Monica Crowley in the Washington Times asks an important question: Why are the Joint Chiefs of Staff recommending mandatory quarantine for personnel returning from Ebola-struck regions in Africa, yet the Obama administration calls three weeks in quarantine “overreach”?
Maybe we need hazmat suits to protect us from our leaders.
The president has two primary jobs: to protect and defend the Constitution, and to protect and defend the American people from all enemies foreign and domestic. At the state level, governors have the same two fundamental obligations.
The Ebola virus is a unique threat: It’s highly contagious, doesn’t discriminate in choosing its victims, kills about 70 percent of those it infects, and currently there is no vaccine.
It is a clear and present danger to the American people.
So when President Obama refused to institute basic, common-sense precautions to protect and defend us from the Ebola contagion — such as a temporary travel ban from Ebola-stricken West Africa and mandatory quarantine for medical workers and others who’ve had direct contact with Ebola patients — three governors took on the job themselves. After all, the Centers for Disease Control and Prevention (CDC) had encouraged state health departments to devise their own plans for dealing with Ebola patients.
In a joint news conference last week in which they denounced the “honor system” of self-monitoring, New York Gov. Andrew Cuomo and New Jersey Gov. Chris Christie announced that their states would require mandatory isolation for returning health care workers. Illinois Democratic Gov. Pat Quinn then quickly instituted his own state’s quarantine. Several other politically diverse states also added quarantines. A nervous public welcomed the moves.
The White House did not.
Mr. Obama and his team, realizing how impotent he appeared in the face of Messrs. Cuomo’s and Christie’s action, began a full-court press to get them to reverse course.
They dispatched Dr. Anthony Fauci, the director of the National Institute of Allergy and Infectious Diseases, to question the “science” of mandatory quarantines and to argue that they could end up dissuading volunteers from traveling to West Africa. These new explanations appeared only after the administration’s first stated reason for opposing a travel ban — that we’d be unable to fly medical personnel in and out of the hot zone — made no sense.
The pressure on Messrs. Cuomo and Christie intensified when the first returning health care worker, nurse Kaci Hickox, was placed in an isolation tent after landing at Newark International Airport. Ms. Hickox — a CDC employee — threw a fit. Saying she had been repeatedly tested, remained asymptomatic and was subjected to “inhumane” treatment, she threatened to sue.
To no one’s surprise, Mr. Cuomo immediately caved. His new policy required only at-home quarantine with twice-daily medical visits. He also announced that New York taxpayers would foot the bill for any lost wages incurred by the quarantined.

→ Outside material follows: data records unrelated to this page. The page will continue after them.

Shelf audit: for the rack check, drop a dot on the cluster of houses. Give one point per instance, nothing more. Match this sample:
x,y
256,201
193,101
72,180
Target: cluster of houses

When Mr. Christie refused to do a similar about-face, the political gun turrets turned on him. Given that they were not also turned on the other governor who stood firm — Illinois Democrat Pat Quinn — a cynic might suggest that Christie had been set up for an attack. He is, after all, a leading potential Republican candidate for president, and his quarantine action made him look decisive, strong, authoritative.
So the administration swung into action, calling his new regulations “overreach.” Never mind that he and Mr. Cuomo had announced them together, or that Mr. Quinn had announced them as well.